Thing was a little more than two feet away from the shrub at 6:00AM the following day and there, in its path about a foot in front of Thing, was an assassin bug poised and ready. A little over an inch in length, it was dwarfed by Thing. However, it held its position as its slow-moving adversary approached. As was to be expected, Williams was mesmerized.

During his first year in the desert region, in addition to the repair work, Williams exercised no less than an hour daily and read as much as he could about animal and plant life in the desert. He was familiar with the traits of the assassin bug. It was not afraid to engage a larger opponent and had as its main weapon the ability to deliver a sometimes lethal dose of a toxin. Assassin bugs survived by siphoning off blood from their victims, usually other insects. However, some species of assassin bugs, such as cone-nosed bugs and kissing bugs, extracted blood from mammals rather than insects. Williams wasn’t certain, but he suspected he was looking at a cone-nosed bug.

Thing finally made it to within a quarter inch of the assassin bug. The bug struck, undoubtedly attempting to inject its toxin. In what had to be no more than two seconds, Thing rolled into a three-inch ball engulfing its over matched victim. Ten minutes later, Thing rolled under the shrub and stopped. It did not move for four days.

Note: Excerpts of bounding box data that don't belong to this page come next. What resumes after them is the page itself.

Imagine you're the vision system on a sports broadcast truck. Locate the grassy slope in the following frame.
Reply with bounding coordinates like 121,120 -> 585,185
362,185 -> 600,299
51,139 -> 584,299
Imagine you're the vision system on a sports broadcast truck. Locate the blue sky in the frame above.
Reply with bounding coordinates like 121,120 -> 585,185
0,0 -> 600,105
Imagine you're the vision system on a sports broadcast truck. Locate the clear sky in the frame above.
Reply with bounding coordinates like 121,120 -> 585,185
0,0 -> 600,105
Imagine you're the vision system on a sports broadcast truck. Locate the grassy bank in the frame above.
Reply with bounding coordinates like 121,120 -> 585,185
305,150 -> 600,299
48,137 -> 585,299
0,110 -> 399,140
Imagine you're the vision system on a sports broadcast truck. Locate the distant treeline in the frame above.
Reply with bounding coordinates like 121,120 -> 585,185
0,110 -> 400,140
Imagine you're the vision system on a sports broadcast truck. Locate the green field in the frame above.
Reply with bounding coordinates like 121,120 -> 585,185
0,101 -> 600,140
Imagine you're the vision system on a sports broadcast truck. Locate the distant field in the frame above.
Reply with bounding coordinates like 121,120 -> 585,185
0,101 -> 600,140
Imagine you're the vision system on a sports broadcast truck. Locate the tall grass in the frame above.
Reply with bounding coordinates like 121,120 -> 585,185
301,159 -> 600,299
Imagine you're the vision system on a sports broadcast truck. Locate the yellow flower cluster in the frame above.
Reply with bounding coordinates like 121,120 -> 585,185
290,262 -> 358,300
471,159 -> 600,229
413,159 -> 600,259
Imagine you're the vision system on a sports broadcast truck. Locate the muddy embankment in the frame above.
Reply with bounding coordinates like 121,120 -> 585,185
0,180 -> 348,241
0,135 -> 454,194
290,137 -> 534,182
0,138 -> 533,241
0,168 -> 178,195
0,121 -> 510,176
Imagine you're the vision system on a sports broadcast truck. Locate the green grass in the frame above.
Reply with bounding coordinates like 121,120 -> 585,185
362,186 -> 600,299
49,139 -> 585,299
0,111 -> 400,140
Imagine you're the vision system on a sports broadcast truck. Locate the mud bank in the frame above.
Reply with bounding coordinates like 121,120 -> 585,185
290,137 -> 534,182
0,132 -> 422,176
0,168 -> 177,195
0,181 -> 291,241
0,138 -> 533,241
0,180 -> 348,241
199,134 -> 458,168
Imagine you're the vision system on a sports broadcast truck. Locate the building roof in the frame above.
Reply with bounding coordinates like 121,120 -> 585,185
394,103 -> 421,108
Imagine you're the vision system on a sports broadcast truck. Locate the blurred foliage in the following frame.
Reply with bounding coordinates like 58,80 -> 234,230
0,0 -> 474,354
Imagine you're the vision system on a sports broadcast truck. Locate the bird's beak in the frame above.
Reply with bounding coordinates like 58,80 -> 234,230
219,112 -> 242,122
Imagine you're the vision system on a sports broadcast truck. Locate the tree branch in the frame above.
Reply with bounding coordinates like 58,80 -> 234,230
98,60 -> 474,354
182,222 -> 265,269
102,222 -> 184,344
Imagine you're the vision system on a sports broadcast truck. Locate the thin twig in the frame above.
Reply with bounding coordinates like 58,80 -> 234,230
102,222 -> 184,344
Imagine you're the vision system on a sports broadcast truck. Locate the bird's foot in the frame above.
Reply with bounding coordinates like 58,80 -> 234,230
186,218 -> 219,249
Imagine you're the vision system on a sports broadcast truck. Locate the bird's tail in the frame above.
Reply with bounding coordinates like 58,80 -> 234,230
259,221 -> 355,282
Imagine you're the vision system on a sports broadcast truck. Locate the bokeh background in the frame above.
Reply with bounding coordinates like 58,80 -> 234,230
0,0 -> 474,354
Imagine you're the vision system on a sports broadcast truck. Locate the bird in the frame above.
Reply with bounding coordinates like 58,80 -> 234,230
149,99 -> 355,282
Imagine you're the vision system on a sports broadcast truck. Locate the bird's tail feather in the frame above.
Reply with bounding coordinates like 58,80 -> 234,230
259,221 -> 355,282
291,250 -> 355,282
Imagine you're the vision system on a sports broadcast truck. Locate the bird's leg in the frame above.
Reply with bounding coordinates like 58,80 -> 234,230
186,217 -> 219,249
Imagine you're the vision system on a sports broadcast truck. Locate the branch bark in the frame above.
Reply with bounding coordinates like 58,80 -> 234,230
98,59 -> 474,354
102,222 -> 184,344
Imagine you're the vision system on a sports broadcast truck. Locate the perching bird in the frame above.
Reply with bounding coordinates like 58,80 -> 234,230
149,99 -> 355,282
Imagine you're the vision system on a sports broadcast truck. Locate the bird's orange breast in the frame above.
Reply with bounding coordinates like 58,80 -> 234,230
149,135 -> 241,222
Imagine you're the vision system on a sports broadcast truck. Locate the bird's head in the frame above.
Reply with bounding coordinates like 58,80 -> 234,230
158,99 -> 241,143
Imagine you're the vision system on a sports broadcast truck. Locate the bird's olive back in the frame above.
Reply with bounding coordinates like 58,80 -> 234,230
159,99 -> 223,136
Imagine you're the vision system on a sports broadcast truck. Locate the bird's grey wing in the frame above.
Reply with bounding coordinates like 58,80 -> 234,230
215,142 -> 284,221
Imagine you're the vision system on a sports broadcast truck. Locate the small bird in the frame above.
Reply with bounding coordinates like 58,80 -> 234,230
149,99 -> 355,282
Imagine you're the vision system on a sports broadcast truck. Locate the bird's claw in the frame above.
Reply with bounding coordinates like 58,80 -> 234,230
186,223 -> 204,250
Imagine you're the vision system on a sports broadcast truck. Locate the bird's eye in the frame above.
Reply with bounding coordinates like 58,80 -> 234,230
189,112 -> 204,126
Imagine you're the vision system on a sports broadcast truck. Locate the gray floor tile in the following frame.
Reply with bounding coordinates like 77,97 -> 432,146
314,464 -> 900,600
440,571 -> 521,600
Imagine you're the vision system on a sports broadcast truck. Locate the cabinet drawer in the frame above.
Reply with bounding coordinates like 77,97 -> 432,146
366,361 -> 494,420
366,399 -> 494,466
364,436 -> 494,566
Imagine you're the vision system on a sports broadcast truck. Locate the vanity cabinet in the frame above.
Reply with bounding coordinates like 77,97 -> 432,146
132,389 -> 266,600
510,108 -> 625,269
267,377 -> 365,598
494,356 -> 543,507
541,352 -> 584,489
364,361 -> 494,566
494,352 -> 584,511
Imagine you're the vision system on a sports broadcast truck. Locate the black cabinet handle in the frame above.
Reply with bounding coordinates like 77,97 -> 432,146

During the entire time of the confrontation, Williams uttered a single word, “Damn.”

He spent a significant amount of time monitoring Thing during those four days. Late into the fourth day, Thing began to vibrate and continued to do so for eighteen minutes. As the vibrating stopped, it began to flatten. When the transformation was completed, it appeared to be about the same thickness as it was before the encounter with the assassin bug and no bigger in diameter. However, it had a slightly oval shape with what appeared to be two small antennae at the end of one of the elongations. Thing then turned so that the antennae pointed toward Williams.

Williams watched for an hour as Thing remained stationary. “What do I do now?” he asked himself.